Recent studies demonstrated that there is significant energy-saving potential for primary schools, which heating, ventilation, and air-conditioning (HVAC) systems with occupant-centric control (OCC) is an excellent candidate to save energy. However, such an energy impact has yet to be evaluated for different climate zones as well as different energy code versions, but is critical for technology transfer and deployment. Therefore, this paper conducts comprehensive evaluation on the energy-saving potentials for the primary schools with two advanced OCC strategies: presence-based and counting-based. Ninety-six building energy models with stochastic behavior of occupants are developed and simulated, which consist of two building energy code versions, 16 climate zones, and baseline case (without OCC) and two advanced cases (with OCC). To evaluate the energy saving potentials for OCC, primary schools in the U.S. are used as an example. The results show that there is significant energy-saving potential for primary schools by considering OCC strategies, especially the counting-based case.

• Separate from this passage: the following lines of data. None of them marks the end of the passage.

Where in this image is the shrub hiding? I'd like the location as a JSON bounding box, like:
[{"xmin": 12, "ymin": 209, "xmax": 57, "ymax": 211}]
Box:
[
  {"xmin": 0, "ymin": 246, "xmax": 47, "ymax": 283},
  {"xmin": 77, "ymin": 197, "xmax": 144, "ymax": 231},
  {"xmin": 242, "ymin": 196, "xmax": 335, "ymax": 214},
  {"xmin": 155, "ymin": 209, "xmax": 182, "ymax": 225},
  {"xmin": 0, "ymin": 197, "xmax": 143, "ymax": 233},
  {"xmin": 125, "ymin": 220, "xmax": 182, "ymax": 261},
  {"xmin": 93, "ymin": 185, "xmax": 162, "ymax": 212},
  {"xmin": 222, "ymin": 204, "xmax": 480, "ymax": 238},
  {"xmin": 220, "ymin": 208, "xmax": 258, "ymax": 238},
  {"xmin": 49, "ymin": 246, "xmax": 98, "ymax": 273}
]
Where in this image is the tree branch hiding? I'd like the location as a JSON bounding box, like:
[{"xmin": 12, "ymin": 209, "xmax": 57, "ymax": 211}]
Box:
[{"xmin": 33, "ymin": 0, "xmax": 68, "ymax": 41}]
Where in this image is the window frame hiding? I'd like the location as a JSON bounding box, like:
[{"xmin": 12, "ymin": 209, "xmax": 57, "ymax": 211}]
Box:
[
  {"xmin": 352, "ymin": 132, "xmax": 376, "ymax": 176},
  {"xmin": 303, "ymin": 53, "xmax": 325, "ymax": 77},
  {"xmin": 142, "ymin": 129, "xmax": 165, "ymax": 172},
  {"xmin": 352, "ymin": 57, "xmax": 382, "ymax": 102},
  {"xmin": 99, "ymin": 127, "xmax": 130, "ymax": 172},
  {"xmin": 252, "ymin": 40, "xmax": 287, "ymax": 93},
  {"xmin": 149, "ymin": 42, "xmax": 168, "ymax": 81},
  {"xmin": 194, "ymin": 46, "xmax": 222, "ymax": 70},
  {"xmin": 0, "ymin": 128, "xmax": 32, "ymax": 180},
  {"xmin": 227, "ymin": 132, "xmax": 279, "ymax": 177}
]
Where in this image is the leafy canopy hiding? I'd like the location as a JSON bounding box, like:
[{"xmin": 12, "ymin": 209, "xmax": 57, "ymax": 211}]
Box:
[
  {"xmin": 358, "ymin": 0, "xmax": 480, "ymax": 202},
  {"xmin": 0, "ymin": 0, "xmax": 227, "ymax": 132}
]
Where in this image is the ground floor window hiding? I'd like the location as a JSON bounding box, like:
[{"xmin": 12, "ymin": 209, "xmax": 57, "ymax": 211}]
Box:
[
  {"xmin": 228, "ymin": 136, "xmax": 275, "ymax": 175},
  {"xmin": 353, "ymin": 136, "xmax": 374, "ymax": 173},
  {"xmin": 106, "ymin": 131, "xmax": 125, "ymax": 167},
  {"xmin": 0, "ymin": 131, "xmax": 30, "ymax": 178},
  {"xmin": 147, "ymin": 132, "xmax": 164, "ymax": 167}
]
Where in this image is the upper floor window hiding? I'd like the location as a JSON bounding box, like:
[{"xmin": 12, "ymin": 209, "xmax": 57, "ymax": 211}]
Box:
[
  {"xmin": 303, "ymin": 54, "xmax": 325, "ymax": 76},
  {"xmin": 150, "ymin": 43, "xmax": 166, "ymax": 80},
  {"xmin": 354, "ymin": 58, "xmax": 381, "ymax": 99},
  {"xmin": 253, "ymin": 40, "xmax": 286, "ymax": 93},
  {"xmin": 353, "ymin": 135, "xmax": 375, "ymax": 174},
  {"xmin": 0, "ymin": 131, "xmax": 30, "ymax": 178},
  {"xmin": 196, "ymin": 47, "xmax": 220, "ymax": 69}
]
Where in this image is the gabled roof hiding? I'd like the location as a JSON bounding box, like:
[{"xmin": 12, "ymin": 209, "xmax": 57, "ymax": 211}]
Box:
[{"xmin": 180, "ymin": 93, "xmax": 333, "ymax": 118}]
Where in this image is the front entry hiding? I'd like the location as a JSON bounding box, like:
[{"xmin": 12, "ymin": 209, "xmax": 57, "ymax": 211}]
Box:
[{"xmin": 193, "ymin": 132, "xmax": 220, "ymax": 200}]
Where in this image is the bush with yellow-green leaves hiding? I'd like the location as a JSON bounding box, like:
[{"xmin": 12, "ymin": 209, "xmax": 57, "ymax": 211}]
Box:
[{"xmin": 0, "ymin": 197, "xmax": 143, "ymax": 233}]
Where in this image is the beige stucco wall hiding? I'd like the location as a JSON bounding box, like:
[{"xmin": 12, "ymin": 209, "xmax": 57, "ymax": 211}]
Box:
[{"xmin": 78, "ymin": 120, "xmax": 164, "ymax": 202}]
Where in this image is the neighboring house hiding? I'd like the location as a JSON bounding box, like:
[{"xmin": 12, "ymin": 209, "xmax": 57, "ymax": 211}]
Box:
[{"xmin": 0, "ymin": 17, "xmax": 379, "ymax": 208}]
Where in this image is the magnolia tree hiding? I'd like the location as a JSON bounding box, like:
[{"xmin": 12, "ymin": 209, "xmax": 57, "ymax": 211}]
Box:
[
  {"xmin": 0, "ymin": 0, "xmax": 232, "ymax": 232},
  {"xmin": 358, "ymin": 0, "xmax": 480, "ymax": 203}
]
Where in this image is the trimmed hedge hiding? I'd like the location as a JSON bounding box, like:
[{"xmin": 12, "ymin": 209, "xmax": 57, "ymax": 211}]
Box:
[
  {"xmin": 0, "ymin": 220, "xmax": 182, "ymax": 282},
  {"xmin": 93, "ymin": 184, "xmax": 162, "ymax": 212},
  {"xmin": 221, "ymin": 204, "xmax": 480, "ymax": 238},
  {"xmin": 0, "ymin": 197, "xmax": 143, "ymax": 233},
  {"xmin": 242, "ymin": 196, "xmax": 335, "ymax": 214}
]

The energy-saving potential is up to 10.2% for presence-based OCC and 12.41% for counting-based OCC. Furthermore, both climate and code version have a significant impact on energy savings from OCC strategies. The energy-saving potentials vary from 1.79% to 12.41% for different climates and code versions. This evaluation can also contribute to quantify the nationwide energy saving potential for other countries.

Suggested Citation

  • Ye, Yunyang & Chen, Yan & Zhang, Jian & Pang, Zhihong & O’Neill, Zheng & Dong, Bing & Cheng, Hwakong, 2021. "Energy-saving potential evaluation for primary schools with occupant-centric controls," Applied Energy, Elsevier, vol. 293(C).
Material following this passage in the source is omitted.